Click on the picture to watch an audio slideshow of a bonfire and fireworks display traditionally held on January 6, a.k.a. Threttándinn, the thirteenth and last day of Christmas, according to the Icelandic calendar. On this magical night supernatural beings roam free and cows speak in human tongue.
Narration and photos by Eygló Svala Arnarsdóttir.
January 6 is known as Threttándinn or “The Thirteenth” in Iceland. According to the Icelandic calendar, it marks the thirteenth and last day of Christmas—the first being Christmas Day—and also the day when the last of the 13 Yule Lad brothers, who come down from the mountains 13 days before Christmas, returns to his cave.
These pictures were taken at the old farm Gufunes in the Reykjavík suburb of Grafarvogur. The bonfire celebrations began at 5 pm with a march of people holding torches, led by the elf king and queen.
Yule Lads sang and entertained the crowd. Some children and adults dressed for the occasion as santas, trolls, elves and the ogress Grýla. Children were given sparklers, torches and flares and some blew up a few fireworks of their own while waiting for the fireworks show to begin.
According to legend, the last day of Christmas is just as magical as the last day of the year. On this day supernatural beings, like elves and trolls, emerge from their hidden habitats and try to lure humans into their world.
Cows are also known to acquire supernatural powers on Threttándinn and speak in human tongue. But beware; those who try to listen to their discussions in the cow shed will lose their mind! Other folk stories tell the tales of seals shedding their skin and walking on dry land on this magical night.
In Christianity, the wise men are paid homage to on January 6.
The purpose of the bonfire and the fireworks is to metaphorically “burn up Christmas” and mark the end of the festive season.

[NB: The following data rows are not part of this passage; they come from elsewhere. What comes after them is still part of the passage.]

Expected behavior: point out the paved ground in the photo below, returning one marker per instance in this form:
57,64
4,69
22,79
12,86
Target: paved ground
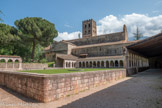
143,90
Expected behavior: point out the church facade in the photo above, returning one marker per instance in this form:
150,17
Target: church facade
95,51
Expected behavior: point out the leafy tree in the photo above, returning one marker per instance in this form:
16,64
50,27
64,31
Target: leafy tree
36,31
0,18
8,38
138,35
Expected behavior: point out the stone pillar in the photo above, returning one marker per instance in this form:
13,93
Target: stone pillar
119,63
20,65
109,64
13,64
104,64
6,63
70,64
64,64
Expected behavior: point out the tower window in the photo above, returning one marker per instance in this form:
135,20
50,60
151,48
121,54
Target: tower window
85,32
89,31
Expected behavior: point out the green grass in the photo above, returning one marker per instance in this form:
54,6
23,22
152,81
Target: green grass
50,64
56,71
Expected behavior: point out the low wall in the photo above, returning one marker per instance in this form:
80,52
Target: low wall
132,71
46,88
25,66
34,65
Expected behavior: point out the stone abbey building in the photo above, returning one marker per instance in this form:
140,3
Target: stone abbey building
95,51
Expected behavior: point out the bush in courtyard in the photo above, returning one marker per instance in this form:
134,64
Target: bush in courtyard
43,61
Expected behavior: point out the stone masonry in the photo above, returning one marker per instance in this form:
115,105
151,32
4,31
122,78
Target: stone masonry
46,88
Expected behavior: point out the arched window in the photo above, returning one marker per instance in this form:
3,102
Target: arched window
90,64
107,64
121,63
112,64
102,64
98,64
94,64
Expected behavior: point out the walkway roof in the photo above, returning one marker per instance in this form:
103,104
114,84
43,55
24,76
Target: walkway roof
149,47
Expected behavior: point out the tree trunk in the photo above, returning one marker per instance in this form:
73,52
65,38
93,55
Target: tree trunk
33,50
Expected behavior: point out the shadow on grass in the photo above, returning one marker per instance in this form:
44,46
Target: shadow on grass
18,95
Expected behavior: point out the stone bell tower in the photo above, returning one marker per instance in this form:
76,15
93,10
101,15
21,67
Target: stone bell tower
89,28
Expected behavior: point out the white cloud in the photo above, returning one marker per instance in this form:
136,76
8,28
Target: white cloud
68,26
68,36
147,25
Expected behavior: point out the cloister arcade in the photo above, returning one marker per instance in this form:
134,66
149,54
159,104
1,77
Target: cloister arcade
69,64
135,60
101,64
10,62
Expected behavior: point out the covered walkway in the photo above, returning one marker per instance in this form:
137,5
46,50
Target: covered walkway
143,90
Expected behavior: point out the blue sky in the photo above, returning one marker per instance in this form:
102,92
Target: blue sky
67,15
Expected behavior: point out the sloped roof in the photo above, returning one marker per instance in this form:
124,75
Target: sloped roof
103,44
9,56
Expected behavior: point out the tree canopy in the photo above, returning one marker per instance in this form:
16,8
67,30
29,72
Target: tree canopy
8,38
1,18
36,31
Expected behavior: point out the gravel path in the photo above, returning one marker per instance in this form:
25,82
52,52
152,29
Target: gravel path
143,90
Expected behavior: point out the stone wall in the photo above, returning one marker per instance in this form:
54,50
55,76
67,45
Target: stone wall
24,66
46,88
105,50
34,65
132,71
114,37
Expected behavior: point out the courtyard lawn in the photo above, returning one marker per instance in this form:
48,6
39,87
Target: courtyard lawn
57,71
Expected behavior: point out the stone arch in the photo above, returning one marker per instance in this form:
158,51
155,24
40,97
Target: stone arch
98,64
111,64
10,63
102,64
121,63
116,63
107,64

People gather at bonfires across the country to bid the holidays farewell. The day after, all schools and work places reopen, though some may have returned to work and school the previous week.
At 6 pm the first firework of the show exploded, painting the black canvas of the Icelandic winter sky in red, blue, green and yellow. In the distance other explosions could be spotted, originating from other bonfires, or private homes.
Many save some of the fireworks they bought before New Year’s Eve for Threttándinn to say their own private explosive goodbye to Christmas.